Barbosa Euridxe, Gulela Brito, Taimo Maria A, Lopes Dino M, Offorjebe O Agatha, Risko Nicholas
Hospital Central de Maputo, Ministério da Saúde, Maputo, Mozambique.
Department of Emergency Medicine, University of Southern California Keck School of Medicine, Los Angeles, USA.
Afr J Emerg Med. 2020;10(Suppl 1):S90-S94. doi: 10.1016/j.afjem.2020.05.009. Epub 2020 Jun 11.
Stroke is a leading cause of death and disability globally, with an increasing incidence in low- and middle-income countries (LMICs). The successful treatment of acute stroke requires an organized, efficient and well-resourced emergency care system. However, debate exists surrounding the prioritization of stroke treatment programs given the high costs of treatment and the increased incidence of hemorrhagic stroke in LMICs. Economic data is helpful to guide evidence-based priority setting in health systems development, particularly in low-resource settings where scarcity requires careful stewardship of resources. This systematic review surveys the existing evidence surrounding the cost-effectiveness of interventions to address acute stroke in LMIC settings.
The authors conducted a PRISMA style systematic review of economic evaluations of interventions to address acute stroke in LMICs. Five databases were systematically searched for articles, which were then reviewed for inclusion.
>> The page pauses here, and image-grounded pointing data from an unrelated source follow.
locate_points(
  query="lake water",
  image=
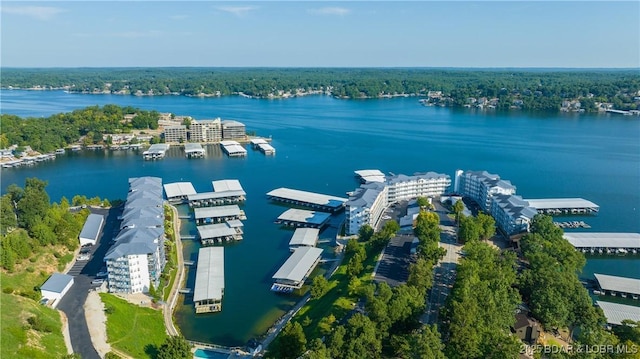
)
(320, 141)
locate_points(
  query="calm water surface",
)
(320, 141)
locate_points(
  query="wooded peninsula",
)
(579, 90)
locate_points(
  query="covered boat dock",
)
(296, 269)
(622, 286)
(220, 232)
(618, 243)
(193, 150)
(308, 199)
(233, 149)
(179, 191)
(558, 206)
(209, 286)
(304, 237)
(616, 313)
(218, 214)
(303, 218)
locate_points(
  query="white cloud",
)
(237, 10)
(37, 12)
(340, 11)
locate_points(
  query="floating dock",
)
(304, 237)
(263, 146)
(604, 243)
(155, 152)
(559, 206)
(303, 218)
(296, 269)
(193, 150)
(220, 232)
(178, 192)
(233, 149)
(616, 313)
(622, 286)
(219, 214)
(367, 176)
(307, 199)
(209, 287)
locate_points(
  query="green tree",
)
(175, 347)
(319, 287)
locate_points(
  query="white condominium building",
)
(481, 186)
(512, 214)
(429, 184)
(205, 130)
(175, 134)
(365, 206)
(137, 258)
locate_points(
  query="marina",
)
(560, 206)
(193, 150)
(293, 273)
(604, 243)
(263, 146)
(233, 148)
(304, 237)
(220, 232)
(207, 215)
(209, 285)
(307, 199)
(616, 313)
(155, 152)
(303, 218)
(614, 286)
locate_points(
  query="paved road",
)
(72, 304)
(445, 271)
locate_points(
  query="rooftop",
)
(57, 282)
(603, 240)
(618, 284)
(305, 237)
(209, 274)
(298, 264)
(179, 189)
(307, 197)
(616, 313)
(304, 216)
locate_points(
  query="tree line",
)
(60, 130)
(533, 89)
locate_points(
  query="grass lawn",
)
(19, 339)
(134, 330)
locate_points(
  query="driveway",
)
(72, 304)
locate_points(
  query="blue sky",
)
(320, 34)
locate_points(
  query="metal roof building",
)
(178, 190)
(309, 199)
(622, 285)
(226, 185)
(603, 240)
(91, 229)
(303, 218)
(616, 313)
(209, 286)
(56, 287)
(218, 214)
(296, 269)
(563, 205)
(370, 176)
(304, 237)
(219, 232)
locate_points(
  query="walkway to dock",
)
(173, 292)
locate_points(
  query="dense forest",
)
(59, 130)
(527, 89)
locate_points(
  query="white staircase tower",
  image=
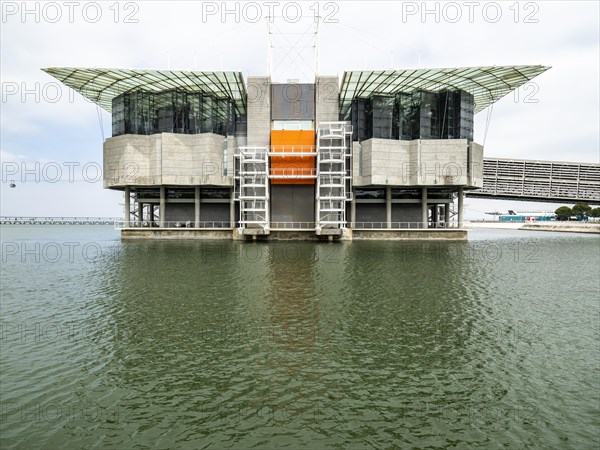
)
(252, 180)
(334, 176)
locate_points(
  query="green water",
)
(486, 344)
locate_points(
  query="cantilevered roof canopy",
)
(487, 84)
(102, 85)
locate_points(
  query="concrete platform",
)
(410, 235)
(175, 233)
(297, 235)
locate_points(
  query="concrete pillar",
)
(197, 207)
(127, 207)
(161, 209)
(388, 206)
(232, 209)
(460, 207)
(424, 208)
(352, 210)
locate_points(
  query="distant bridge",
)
(12, 220)
(540, 181)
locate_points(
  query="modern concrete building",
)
(379, 154)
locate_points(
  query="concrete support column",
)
(460, 207)
(127, 207)
(352, 210)
(424, 208)
(197, 207)
(232, 209)
(161, 209)
(388, 206)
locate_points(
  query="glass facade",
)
(172, 112)
(415, 115)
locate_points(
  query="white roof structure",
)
(486, 84)
(102, 85)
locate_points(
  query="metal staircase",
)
(252, 180)
(334, 176)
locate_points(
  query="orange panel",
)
(296, 141)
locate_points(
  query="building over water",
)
(377, 154)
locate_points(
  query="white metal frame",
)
(252, 179)
(334, 174)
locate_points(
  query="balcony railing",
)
(292, 226)
(202, 225)
(292, 172)
(402, 225)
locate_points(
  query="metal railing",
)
(292, 226)
(402, 225)
(12, 220)
(187, 224)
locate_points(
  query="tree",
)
(581, 210)
(563, 213)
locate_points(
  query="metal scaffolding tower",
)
(252, 180)
(334, 174)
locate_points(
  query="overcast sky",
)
(55, 134)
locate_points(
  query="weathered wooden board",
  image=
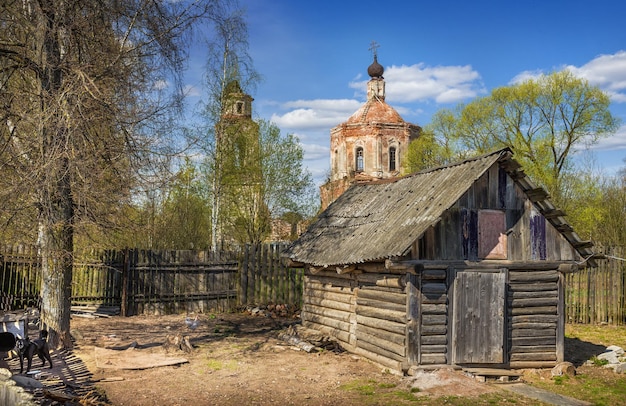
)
(479, 311)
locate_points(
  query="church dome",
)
(375, 70)
(375, 111)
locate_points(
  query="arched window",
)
(359, 159)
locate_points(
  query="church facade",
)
(371, 144)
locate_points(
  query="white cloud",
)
(526, 75)
(315, 114)
(191, 91)
(615, 142)
(608, 72)
(442, 84)
(313, 152)
(160, 84)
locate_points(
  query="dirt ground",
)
(238, 359)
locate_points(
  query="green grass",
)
(594, 384)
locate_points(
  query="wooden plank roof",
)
(376, 221)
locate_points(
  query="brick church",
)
(371, 144)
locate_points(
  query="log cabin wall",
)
(365, 311)
(329, 304)
(433, 306)
(534, 318)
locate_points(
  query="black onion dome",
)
(375, 70)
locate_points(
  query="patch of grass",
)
(598, 334)
(216, 365)
(599, 362)
(366, 388)
(596, 385)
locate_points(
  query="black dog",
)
(27, 348)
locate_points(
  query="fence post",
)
(124, 304)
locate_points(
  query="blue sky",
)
(313, 57)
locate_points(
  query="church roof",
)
(375, 111)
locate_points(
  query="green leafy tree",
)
(183, 217)
(265, 180)
(437, 145)
(543, 120)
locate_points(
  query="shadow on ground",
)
(578, 351)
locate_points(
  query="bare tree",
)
(229, 70)
(87, 88)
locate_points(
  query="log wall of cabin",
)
(535, 325)
(529, 236)
(433, 327)
(328, 305)
(366, 312)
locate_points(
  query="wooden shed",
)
(459, 265)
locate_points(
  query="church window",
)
(392, 159)
(359, 159)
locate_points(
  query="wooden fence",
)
(597, 295)
(159, 282)
(142, 281)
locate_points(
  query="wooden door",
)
(479, 317)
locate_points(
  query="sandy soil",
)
(238, 360)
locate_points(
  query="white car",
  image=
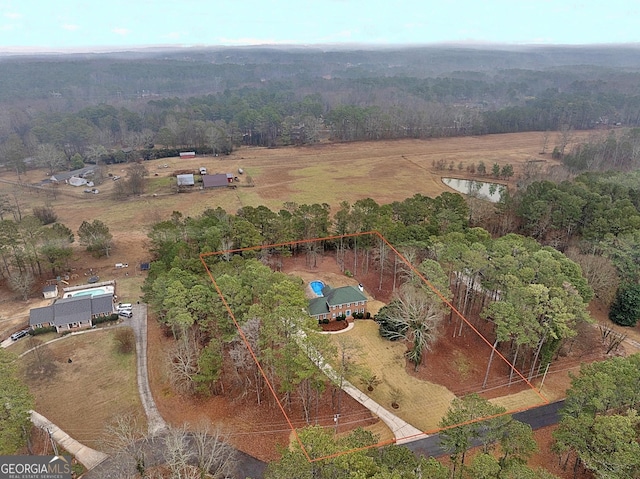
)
(19, 334)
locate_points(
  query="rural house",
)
(50, 292)
(216, 181)
(73, 313)
(185, 180)
(65, 176)
(335, 302)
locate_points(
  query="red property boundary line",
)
(415, 271)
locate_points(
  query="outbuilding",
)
(215, 181)
(186, 180)
(50, 292)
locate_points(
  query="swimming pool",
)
(317, 287)
(90, 292)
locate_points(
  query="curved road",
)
(138, 323)
(537, 418)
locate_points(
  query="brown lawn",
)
(82, 395)
(329, 173)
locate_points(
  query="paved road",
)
(537, 418)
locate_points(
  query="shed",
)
(77, 181)
(186, 180)
(214, 181)
(50, 292)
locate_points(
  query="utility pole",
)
(53, 443)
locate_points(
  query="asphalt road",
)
(537, 418)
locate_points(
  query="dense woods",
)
(524, 269)
(215, 100)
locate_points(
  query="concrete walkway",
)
(138, 322)
(403, 432)
(89, 458)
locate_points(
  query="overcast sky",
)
(54, 25)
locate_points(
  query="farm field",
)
(327, 173)
(82, 394)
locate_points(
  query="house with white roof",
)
(70, 314)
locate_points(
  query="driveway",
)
(138, 323)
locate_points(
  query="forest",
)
(525, 268)
(213, 100)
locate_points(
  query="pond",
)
(478, 189)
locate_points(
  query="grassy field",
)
(422, 404)
(80, 396)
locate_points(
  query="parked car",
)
(20, 334)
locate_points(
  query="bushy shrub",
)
(45, 214)
(43, 330)
(625, 309)
(391, 330)
(125, 340)
(104, 319)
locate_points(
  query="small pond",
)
(478, 189)
(317, 287)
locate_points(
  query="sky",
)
(98, 25)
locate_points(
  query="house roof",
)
(65, 175)
(318, 306)
(102, 304)
(72, 310)
(334, 297)
(213, 181)
(186, 180)
(41, 315)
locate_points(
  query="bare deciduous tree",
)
(22, 283)
(600, 273)
(125, 437)
(204, 453)
(214, 455)
(182, 363)
(415, 317)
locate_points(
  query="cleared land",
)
(82, 395)
(385, 171)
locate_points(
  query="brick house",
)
(70, 314)
(335, 302)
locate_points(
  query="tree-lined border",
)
(418, 274)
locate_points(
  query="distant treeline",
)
(218, 100)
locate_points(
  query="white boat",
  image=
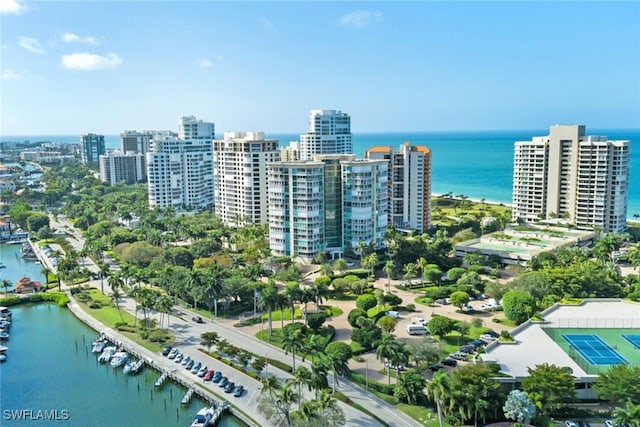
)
(106, 354)
(203, 417)
(119, 359)
(128, 367)
(98, 346)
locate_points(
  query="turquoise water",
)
(50, 367)
(476, 164)
(16, 267)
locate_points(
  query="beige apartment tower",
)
(567, 174)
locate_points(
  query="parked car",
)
(238, 391)
(458, 355)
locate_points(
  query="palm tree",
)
(439, 390)
(301, 376)
(399, 357)
(267, 301)
(319, 370)
(627, 416)
(420, 265)
(6, 284)
(340, 265)
(385, 348)
(389, 268)
(115, 296)
(293, 342)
Of the 153 unique articles identified, 11 met the inclusion criteria. Four studies demonstrate the heavy economic burden on patients and households due to stroke. Two studies estimate that preventive measures are more cost-effective than acute treatments. Four studies directly examine the cost-effectiveness of thrombolysis and thrombectomy in three middle-income countries (Iran, China, and Brazil) with results ranging from roughly $2578 to $34,052 (2019 USD) per quality adjusted life-year saved. These results are similar to the cost-effectiveness ratios estimated in high-income settings. Finally, one study examined a care bundle that included acute treatment elements.
The findings reinforce the need for additional research support informed decision-making. The available evidence suggests that preventive measures should be prioritized over emergency treatment for acute stroke, particularly in settings of resource scarcity. Cost-effectiveness ratios do not compare favorably to estimates for other emergency care interventions in LMICs, such as basic emergency care training, implementation of triage systems, and basic trauma care. Cost-effectiveness is also likely to vary depending on local epidemiology. Overall, decision-makers should balance the economic evidence alongside social, political and cultural priorities when making resource allocation choices.
中风是全球死亡和残疾的主要原因,在低收入和中等收入国家(LMICs)的发病率呈上升趋势。急性中风的成功治疗需要一个有组织、高效且资源充足的紧急护理系统。然而,鉴于治疗成本高昂以及LMICs中出血性中风发病率上升,围绕中风治疗项目的优先级存在争议。经济数据有助于指导卫生系统发展中基于证据的优先级设定,特别是在资源匮乏的环境中,资源稀缺需要谨慎管理资源。本系统评价调查了LMICs环境中应对急性中风干预措施成本效益的现有证据。
作者对LMICs中应对急性中风干预措施的经济评估进行了PRISMA风格的系统评价。系统检索了五个数据库中的文章,然后对其进行纳入审查。
在识别出已识别出的153篇独特文章中,11篇符合纳入标准。四项研究表明中风给患者和家庭带来沉重经济负担。两项研究估计预防措施比急性治疗更具成本效益。四项研究直接考察了三个中等收入国家(伊朗、中国和巴西)溶栓和取栓的成本效益,结果为每挽救一个质量调整生命年约2578美元至34052美元(2019年美元)。这些结果与高收入环境中估计的成本效益比率相似。最后,一项研究考察了一个包含急性治疗要素的护理包。
研究结果强化了需要更多研究支持以进行明智决策的必要性。现有证据表明,对于急性中风,应优先考虑预防措施而非紧急治疗,特别是在资源稀缺的环境中。成本效益比率与LMICs中其他紧急护理干预措施(如基础紧急护理培训、分诊系统实施和基础创伤护理)的估计值相比并不理想。成本效益也可能因当地流行病学情况而异。总体而言,决策者在做出资源分配选择时应在经济证据与社会、政治和文化优先事项之间取得平衡。